Magnolia Medical Technologies has asserted four patents in a patent infringement action against Kurin, Inc., asking a Federal court to enforce and protect Magnolia’s intellectual property, according to a company press release. The legal action demands that Kurin stop infringing on Magnolia’s well-established patents, and respect the investments made by Magnolia to create, develop, and bring to market its groundbreaking and evidence-based technology platform that improves sepsis testing accuracy, said Magnolia, which invented and manufactured the Steripath technology solution clinically documented to reduce blood culture contamination and false-positive results for sepsis and decrease healthcare costs. “Kurin, Inc.’s making, using, and selling of its Kurin Lock product wrongly exploits Magnolia’s foundational technology,” the company stated.
On March 7, 2019, Magnolia amended its earlier Federal court complaint. Magnolia now alleges that Kurin, Inc. is infringing on four separate Magnolia patents: U.S. Patent No. 9,855,001, U.S Patent No. 10,028,689. U.S. Patent No. 10,039,483 and U.S. Patent No. 10,220,139. The four patents represent and cover years of Magnolia’s research and development work to decrease patient risk and reduce healthcare costs.

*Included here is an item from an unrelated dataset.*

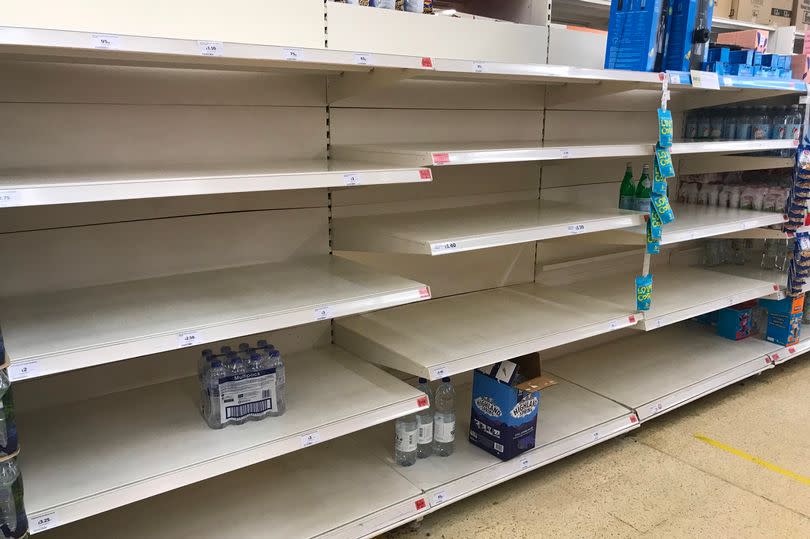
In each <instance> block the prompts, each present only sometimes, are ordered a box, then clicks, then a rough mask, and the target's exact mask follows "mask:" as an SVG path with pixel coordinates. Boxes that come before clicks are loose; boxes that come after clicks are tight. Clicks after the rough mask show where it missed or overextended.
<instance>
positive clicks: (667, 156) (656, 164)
mask: <svg viewBox="0 0 810 539" xmlns="http://www.w3.org/2000/svg"><path fill="white" fill-rule="evenodd" d="M655 164H656V165H657V167H658V170H659V171H661V176H663V177H664V178H674V177H675V167H674V166H673V165H672V155H671V154H670V153H669V149H668V148H661V147H660V146H657V145H656V147H655Z"/></svg>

After watching first-hand as pathologists faced false-positive test results for bloodstream infections, including sepsis, Dr. Richard Patton filed his first patent application on Initial Specimen Diversion Technique (ISDTTM) in 2006, and co-founded Magnolia with Greg Bullington in 2008. The company says Magnolia invented and brought to market the novel and innovative Initial Specimen Diversion Device (ISDD) for blood culture collection and contamination reduction, now in its second generation called Steripath Gen2 ISDD.

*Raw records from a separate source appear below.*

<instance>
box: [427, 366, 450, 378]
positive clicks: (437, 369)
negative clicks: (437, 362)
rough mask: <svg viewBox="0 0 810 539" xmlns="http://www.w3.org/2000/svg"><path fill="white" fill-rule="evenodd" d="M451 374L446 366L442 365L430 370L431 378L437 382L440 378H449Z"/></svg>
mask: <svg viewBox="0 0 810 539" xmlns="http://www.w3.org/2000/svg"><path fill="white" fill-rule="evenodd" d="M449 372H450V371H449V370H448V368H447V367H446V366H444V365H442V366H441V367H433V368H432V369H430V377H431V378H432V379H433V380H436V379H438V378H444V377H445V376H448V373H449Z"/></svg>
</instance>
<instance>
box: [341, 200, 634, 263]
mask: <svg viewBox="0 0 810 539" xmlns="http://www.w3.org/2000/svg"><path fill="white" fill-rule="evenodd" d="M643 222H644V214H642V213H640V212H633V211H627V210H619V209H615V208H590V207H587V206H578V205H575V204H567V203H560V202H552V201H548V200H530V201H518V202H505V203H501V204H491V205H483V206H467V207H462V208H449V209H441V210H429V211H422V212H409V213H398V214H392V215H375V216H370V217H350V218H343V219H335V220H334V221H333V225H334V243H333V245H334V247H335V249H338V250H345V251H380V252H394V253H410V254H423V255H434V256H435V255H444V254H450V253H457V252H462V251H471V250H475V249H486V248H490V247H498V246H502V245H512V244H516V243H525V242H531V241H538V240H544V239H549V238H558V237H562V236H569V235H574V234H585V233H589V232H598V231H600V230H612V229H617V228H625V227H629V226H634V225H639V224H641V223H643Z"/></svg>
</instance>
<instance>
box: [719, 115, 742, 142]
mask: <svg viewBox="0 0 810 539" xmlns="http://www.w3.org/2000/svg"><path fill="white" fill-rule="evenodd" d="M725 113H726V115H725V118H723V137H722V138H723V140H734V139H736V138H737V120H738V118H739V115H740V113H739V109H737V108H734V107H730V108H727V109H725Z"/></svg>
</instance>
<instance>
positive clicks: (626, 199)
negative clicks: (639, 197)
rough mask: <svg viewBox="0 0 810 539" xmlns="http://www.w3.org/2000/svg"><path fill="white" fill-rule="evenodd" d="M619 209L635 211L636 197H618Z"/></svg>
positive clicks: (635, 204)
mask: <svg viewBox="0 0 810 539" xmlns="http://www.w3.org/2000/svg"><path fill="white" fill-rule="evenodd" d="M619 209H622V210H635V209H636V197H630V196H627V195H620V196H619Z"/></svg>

Steripath — Magnolia’s preassembled vein-to-bottle, closed-sterile-system to collect blood cultures — reduces contamination and false-positive results by up to 92 percent with 12-month sustained contamination rates as low as 0.2 percent.2 This improvement in accuracy reduces patients’ risk of sepsis misdiagnosis and the associated unnecessary use of antibiotics, while reducing hospital length of stay. The company says Steripath has demonstrated this clinical improvement as well as reduced hospital costs in two controlled clinical studies and one cost-effectiveness study published in leading peer-reviewed medical journals, along with eight clinical abstracts presented at major national medical society conferences.
“Dr. Richard Patton and I have spent more than a decade developing unique medical innovations that deliver scientifically proven results, and we are committed to making sure Steripath and its future are appropriately protected, ensuring that patients and hospitals will benefit from Magnolia’s technology,” Greg Bullington, CEO of Magnolia Medical Technologies.